(MB) After a slight dip in the dollar index, base metals prices on the London Metal Exchange were up across the board during morning trading on Tuesday July 17, despite US-Sino trade tensions continuing to weigh on market sentiment. The slight downtick in the US currency comes ahead of a congressional testimony on the US economy and monetary policy by Federal Reserve chairman Jerome Powell, due to be delivered this afternoon. Leading the broad uptrend as a result, zinc prices climbed more than 2% during the morning session, after closing at their lowest level in over a year on Monday. “We regard the [zinc] price slide, which was presumably exacerbated by the withdrawal of speculative financial investors, as excessive. It is true that two new zinc mines went into operation in recent months and that production is being ramped-up there, meaning that more supply is available,” Commerzbank Research said in a morning note.

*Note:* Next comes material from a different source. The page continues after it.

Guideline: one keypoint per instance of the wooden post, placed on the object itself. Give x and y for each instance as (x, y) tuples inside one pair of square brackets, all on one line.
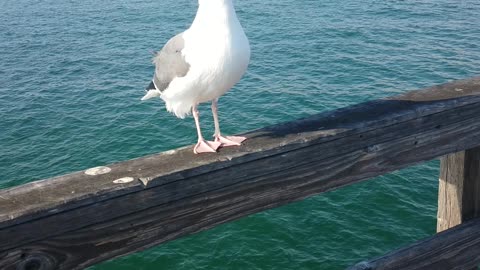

“While last year‘s supply deficit of 460,000 tons is set to decline to around 260,000 tons this year, it nonetheless remains sizeable. And even though the Chinese authorities are expected to order production cuts in the steel industry again, we do not believe they will be sufficient to pull the global zinc market out of the deficit,” it added.  Marginal upticks in nickel, tin and lead prices followed a 1% climb in aluminium’s three-month price, while copper prices ticked 0.7% higher on continued supply-side concerns.  Elsewhere, a potential economic slowdown in China after second-quarter gross domestic product growth came in lower than that recorded in the first three months of the year, has weighed on prices, while trade tensions and tariff threats continue to keep investors cautious.